16/01/2014, 10:40:07 AM

by Sam Fowles

I’m trying really hard to remember a time when we could go a whole week without having to have a national moan about “Europe”*. I mean I get it, I really do. All that great food, fantastic culture and nice weather. Not to mention Germany and France’s positively infuriating collective predilection for paying people properly and according them proper employment rights.

Actually I don’t get it. But a collective grumble is one thing, much more serious is that our national debate on Europe is dramatically and consistently rubbish. I’ve (reluctantly) learned to accept that some people have different opinions to me but when did it become acceptable to just make things up when it comes to Europe?

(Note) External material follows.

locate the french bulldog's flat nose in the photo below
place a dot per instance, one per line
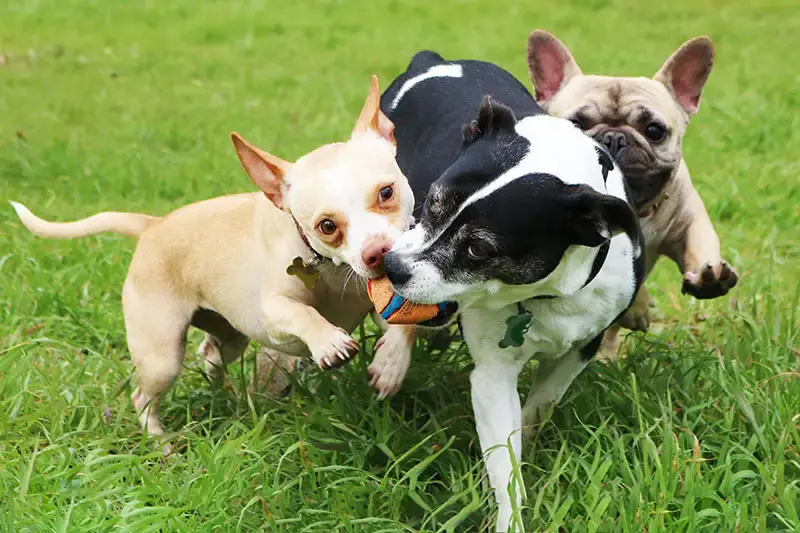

The whole debate pretty much falls into four words: Immigrants, human rights and “reform”. But none of these supposed “problems” with “Europe” are actually based on fact. Cameron and co spent December falling over themselves to prevent the supposed influx of Bulgarian and Romanian immigrants abusing our welfare system. UKIP’s website proclaims its ambition to “take back control of our borders”. But if anyone had actually bothered to check, they’d have discovered that recent immigrants are 45% less likely to receive state benefits or tax credits than people already living here and have made a net contribution of £25bn to public finances since 2000.

Instead of “Immigration rows out of control” (our Prime Minister’s choice of words) that whole fiasco could be summed up as “everyone freaks out because (foreign) people want to be productive members of society”. By the way, people coming over here, spending money and paying tax helps create jobs, not take them away. It’s called economic growth, look it up, its great.